Logo sportellate
, 9 Gennaio 2022

Considerazioni sparse post Roma-Juventus (3-4)


Paura e delirio allo Stadio Olimpico.



- Su Twitter esiste la pagina “Nightmares As Roma”. Ha circa 4600 follower e posta ogni giorno video sugli accadimenti metafisici che ripetutamente gravitano intorno la Roma, scherzando con la tipica autoironia romana sulla capacità tutta giallorossa di infilarsi spesso in psicodrammi surreali, quasi oltre il calcio. Oggi, l’apoteosi dell’incubo.
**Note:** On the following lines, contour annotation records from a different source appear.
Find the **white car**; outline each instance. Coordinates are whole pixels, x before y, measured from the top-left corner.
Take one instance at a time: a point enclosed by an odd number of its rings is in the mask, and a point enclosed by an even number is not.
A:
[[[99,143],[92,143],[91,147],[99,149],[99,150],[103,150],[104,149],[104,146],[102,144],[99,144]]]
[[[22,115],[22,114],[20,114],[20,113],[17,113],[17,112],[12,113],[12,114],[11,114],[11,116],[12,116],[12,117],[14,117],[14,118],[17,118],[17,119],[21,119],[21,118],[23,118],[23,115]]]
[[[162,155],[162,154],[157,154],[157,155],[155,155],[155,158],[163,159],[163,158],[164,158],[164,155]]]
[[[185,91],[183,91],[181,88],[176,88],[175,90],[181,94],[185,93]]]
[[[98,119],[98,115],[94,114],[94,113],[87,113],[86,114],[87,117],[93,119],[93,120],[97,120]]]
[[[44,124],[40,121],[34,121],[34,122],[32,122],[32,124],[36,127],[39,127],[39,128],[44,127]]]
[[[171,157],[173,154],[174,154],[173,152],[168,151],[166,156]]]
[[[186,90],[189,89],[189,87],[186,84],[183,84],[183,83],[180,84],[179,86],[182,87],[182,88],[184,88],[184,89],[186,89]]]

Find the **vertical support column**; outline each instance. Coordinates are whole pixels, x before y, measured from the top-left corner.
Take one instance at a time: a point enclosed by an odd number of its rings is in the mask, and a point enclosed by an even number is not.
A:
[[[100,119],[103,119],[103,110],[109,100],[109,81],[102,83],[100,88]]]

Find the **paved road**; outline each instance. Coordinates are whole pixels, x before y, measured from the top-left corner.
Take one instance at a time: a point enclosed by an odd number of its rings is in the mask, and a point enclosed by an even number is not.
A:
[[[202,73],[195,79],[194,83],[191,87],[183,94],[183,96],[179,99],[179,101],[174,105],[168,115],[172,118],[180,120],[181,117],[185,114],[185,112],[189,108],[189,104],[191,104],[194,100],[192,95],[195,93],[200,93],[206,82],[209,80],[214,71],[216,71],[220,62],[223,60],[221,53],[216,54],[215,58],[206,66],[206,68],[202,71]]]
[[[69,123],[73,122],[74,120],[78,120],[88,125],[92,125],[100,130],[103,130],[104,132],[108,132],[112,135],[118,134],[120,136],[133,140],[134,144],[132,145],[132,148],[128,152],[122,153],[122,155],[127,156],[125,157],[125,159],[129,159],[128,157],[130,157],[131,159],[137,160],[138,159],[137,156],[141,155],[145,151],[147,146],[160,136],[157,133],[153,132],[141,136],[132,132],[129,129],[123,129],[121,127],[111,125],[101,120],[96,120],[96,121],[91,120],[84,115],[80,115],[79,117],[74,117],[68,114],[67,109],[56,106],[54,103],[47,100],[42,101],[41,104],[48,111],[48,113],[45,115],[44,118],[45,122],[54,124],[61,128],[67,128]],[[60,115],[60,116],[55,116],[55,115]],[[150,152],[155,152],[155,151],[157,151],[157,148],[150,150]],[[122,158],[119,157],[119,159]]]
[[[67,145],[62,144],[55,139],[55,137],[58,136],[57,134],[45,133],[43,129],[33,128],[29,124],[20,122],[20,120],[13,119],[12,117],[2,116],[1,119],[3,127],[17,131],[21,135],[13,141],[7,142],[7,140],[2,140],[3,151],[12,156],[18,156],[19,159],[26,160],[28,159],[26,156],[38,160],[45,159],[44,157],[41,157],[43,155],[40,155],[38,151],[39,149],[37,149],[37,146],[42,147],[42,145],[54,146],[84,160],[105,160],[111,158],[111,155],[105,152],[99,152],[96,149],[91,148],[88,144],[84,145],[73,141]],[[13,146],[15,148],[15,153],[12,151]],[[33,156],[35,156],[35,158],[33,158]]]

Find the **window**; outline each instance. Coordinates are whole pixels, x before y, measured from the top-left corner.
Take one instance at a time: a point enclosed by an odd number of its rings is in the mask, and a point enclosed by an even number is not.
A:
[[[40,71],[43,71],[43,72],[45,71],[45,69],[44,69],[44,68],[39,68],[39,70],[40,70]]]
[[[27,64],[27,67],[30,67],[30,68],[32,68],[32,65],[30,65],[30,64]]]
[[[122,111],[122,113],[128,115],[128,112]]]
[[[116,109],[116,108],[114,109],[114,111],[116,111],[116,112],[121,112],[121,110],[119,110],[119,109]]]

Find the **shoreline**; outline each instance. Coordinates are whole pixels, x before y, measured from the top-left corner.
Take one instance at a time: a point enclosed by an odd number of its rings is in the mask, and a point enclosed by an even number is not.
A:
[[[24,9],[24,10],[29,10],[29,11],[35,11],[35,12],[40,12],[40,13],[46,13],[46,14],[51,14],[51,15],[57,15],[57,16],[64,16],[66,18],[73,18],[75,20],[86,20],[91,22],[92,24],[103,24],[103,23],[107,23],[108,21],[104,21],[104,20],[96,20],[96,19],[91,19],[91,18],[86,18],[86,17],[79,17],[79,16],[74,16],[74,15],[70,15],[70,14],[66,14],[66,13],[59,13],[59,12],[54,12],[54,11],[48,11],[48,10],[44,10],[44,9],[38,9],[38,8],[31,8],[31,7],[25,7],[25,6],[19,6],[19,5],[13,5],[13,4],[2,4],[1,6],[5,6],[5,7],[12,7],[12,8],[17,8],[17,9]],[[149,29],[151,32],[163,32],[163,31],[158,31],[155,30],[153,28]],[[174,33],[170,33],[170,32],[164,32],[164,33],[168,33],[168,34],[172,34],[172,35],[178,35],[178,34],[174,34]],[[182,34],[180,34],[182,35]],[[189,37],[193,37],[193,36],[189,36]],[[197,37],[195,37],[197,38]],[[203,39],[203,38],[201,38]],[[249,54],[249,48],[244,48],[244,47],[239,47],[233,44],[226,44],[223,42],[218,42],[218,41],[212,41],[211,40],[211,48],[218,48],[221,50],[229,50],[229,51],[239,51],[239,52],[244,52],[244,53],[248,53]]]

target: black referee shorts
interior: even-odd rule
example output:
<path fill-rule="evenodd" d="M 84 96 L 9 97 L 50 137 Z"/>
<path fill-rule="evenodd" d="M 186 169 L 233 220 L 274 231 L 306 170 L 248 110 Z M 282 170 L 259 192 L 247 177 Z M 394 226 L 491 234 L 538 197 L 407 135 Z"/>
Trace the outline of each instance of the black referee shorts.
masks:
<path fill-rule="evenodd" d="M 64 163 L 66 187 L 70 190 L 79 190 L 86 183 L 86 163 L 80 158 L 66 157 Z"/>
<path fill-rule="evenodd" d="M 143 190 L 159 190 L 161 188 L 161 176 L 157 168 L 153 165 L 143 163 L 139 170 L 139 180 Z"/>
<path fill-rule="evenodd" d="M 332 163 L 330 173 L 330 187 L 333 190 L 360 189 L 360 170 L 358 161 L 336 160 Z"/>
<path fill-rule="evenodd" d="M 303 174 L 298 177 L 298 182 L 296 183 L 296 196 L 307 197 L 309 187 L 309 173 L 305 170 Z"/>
La Roma domina a lungo la Juve, va avanti di due gol a venti minuti dalla fine e poi entra improvvisamente nella casa degli orrori. La Juve compie il delitto perfetto e porta a casa il bottino pieno, al termine di due ore in cui ha ballato a lungo sul fondo del burrone;

- Una partita tra una squadra di Allegri e una squadra di Mourinho che finisce con sette gol. Basta questo per capire le imperfezioni e i limiti di due squadre impaurite e colme di problemi. La Roma entra bene in campo e azzanna una Juve così brutta nei primi quindici minuti da sembrare finta. La perla di Dybala anestetizza la partita fino al secondo tempo quando i bianconeri entrano in campo peggio del primo e si fanno travolgere dalla Roma. Nulla sul 3-1 poteva poi far immaginare il delirio calcistico successivo, culminato con il rasoterra micidiale di Mattia De Sciglio, al gol numero 2 dopo 329 presenze tra i professionisti, e sublimato nella liquefazione di Pellegrini davanti al dischetto, uscito dal campo poco dopo con la faccia di uno che ha visto gli alieni da vicino;

- La Juventus ha fatto tre gol in sette minuti. Come si spiega questa Epifania bianconera? Si spiega con la morbidezza della difesa della Roma (Roger Ibanez è un difensore davvero mediocre) e con l’impatto misteriosamente eccezionale dei cambi bianconeri. Morata è in momento nerissimo, ma pungolato nell’orgoglio mostra di essere di un attaccante di una categoria superiore rispetto all’evanescente Kean. Arthur riemerge dalle tenebre e mette in mostra una qualità di palleggio superiore al contesto, ribaltando gli equilibri di forza in mezzo la campo. In generale, la Juve per la prima volta ha conosciuto la disperazione, ha attaccato a testa bassa e ne ha raccolto i frutti. Potrebbe essere una lezione per Allegri. Il controllo non sempre paga nel calcio del 2022; 

-La Roma ha giocato meglio della Juventus. Ha controllato a lungo la partita con autorevolezza, è andata in vantaggio di due gol. Anche dai singoli sono arrivate altre risposte positive, di crescita. Abraham vede con continuità la porta, Mkitharyan è tornato su livelli alti, anche Veretout sembra più nel vivo. Eppure la Roma ha perso e lo ha fatto nel modo più doloroso e spettacolare possibile. Questa partita certifica che non è Mourinho ad essere entrato nella Roma, quanto semmai il contrario. Gli allenatori cambiano, ma la tenuta psicologico rimane inquietante. Per 15 minuti di partita la Roma non sembrava una squadra di calcio e sono bastati a distruggere tutto;

-La sudditanza psicologica dei giallorossi verso le big, e in particolare verso la Juventus, assume ormai dimensioni ciclopiche. I bianconeri colgono una vittoria dal peso specifico enorme ma che non puó non essere considerata una vittoria sotto molti aspetti episodica. La Juve ha giocato male e ha mostrato i soliti difetti strutturali. Questo pomeriggio puó peró essere la scossa elettrica decisiva per svegliare un gruppo apparso fin qui come narcotizzato, rassegnato in silenzio al baro destino. La stagione è lunga e la Juve ha ancora tanti margini di crescita.

  • È nato pochi giorni dopo l’ultima Champions League vinta dalla Juventus. Ama gli sportivi fragili, gli 1-0 e i trequartisti con i calzettini abbassati. Sembra sia laureato in Giurisprudenza.